La compañía basada en San Francisco (California, EEUU) está planteándose acceder al mercado de la movilidad urbana de corta distancia. Ya está probando con patinetes eléctricos, y se estudia la posibilidad de entrar también en el negocio de las bicicletas eléctricas de alquiler.

Estas fórmulas permiten que para los trayectos cortos, algunos clientes opten por moverse en un vehículo más económico que conduzcan ellos mismos, sin necesidad de una licencia ni permiso, reservando por tanto los coches con conductor trayectos más largos y más lucrativos. El problema de esta estrategia es que hay que invertir mucho en vehículos.

En abril Uber se hizo con la compañía estadounidense de alquiler de bicicletas Jump por 200 millones de dólares. Presta servicio en ocho ciudades del país -incluyendo Nueva York- y pronto dará el salto a Europa empezando por Berlín. El salto a otras capitales europeas sería simple cuestión de tiempo.

Uber nunca ha dado beneficios, pero tiene una gran facilidad para conseguir financiación. Las claves son su tamaño y el tamaño al que crece. Uber está tocando muchos palos, entre ellos el negocio de los taxis aéreos que espera explotar en 2023, y está participando en un consorcio tecnológico en Japón con idéntico propósito.

Uber no es una empresa cotizada, toda su financiación es privada y parte de sus cifras son opacas o translúcidas

¿Puede afrontar Uber la inversión para meterse en el negocio de los patinetes y bicis eléctricos? Aparentemente no tiene problema, teniendo en cuenta que dispone de mucho capital para gastar todavía, los citados 6.000 millones de dólares. La inversión dependerá del número de ciudades que se pretendan cubrir y con cuántas unidades.

No sería lo mismo meterse en una ciudad "virgen" sin este tipo de servicios que una urbe con una oferta existente, como Madrid. Para que estos negocios sean rentables los vehículos no solamente han de estar, sino tener una alta rotación de usuarios, para que generen más dinero a lo largo del día.

Dara Khosrowshahi, consejero delegado (CEO) de Uber, ya ha explicado a los inversores que a corto plazo hay que afrontar pérdidas para lograr objetivos a largo plazo. En un lenguaje más llano, para hacer una tortilla es imprescindible romper huevos. En el ejercicio 2017 presentó unas pérdidas de 4.500 millones de dólares (un 61 % más que en 2016), pero eso no parece un enorme problema para Uber.

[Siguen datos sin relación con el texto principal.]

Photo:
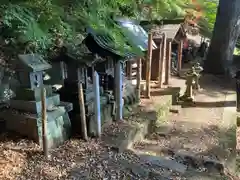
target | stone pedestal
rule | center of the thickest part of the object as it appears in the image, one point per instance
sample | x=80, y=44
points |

La compañía está valorada en unos 54.000 millones de dólares, un valor enorme para una empresa que no da beneficios. Los ingresos fueron de 7.400 millones de dólares, pero no son suficientes para afrontar todos los gastos que se siguen haciendo frente. Esa cifra casi iguala los ingresos de Google y Facebook juntos, o la mitad que eBay.

La compra de bicicletas y patinetes eléctricos aumentará el agujero de pérdidas de Uber, Khosrowshahi ya lo ha avisado, pero a largo plazo debería funcionar. Aumentaría la base de clientes, más gente usaría sus servicios y los conductores harían más caja. Obviamente a los chóferes se les saca más partido teniéndolos en movimiento que esperando clientes entre "carrera" corta y "carrera" corta.

Uber tiene dos formas básicas de meterse en el negocio de la movilidad urbana a corta distancia: puede meterse a competir con las empresas existentes o adquirir otra a golpe de talonario, ya con una base de clientes hecha y sin necesidad de hacer publicidad. Puede que vayan por ahí los tiros. Parte del trabajo ya está hecho, la aplicación Uber es de las más populares en móviles.

La empresa Lime fue uno de los puntos de partida, ya opera en más de 70 ciudades y explota una flota de patinetes y bicicletas de pedaleo asistido. Uber de momento no la ha absorbido por completo. Mientras tanto, la empresa Masabi, basada en Londres, está desarrollando la plataforma para integrar en Uber ese tipo de servicios. Previsiblemente, Lime acabará en el estómago de Uber, como Jump.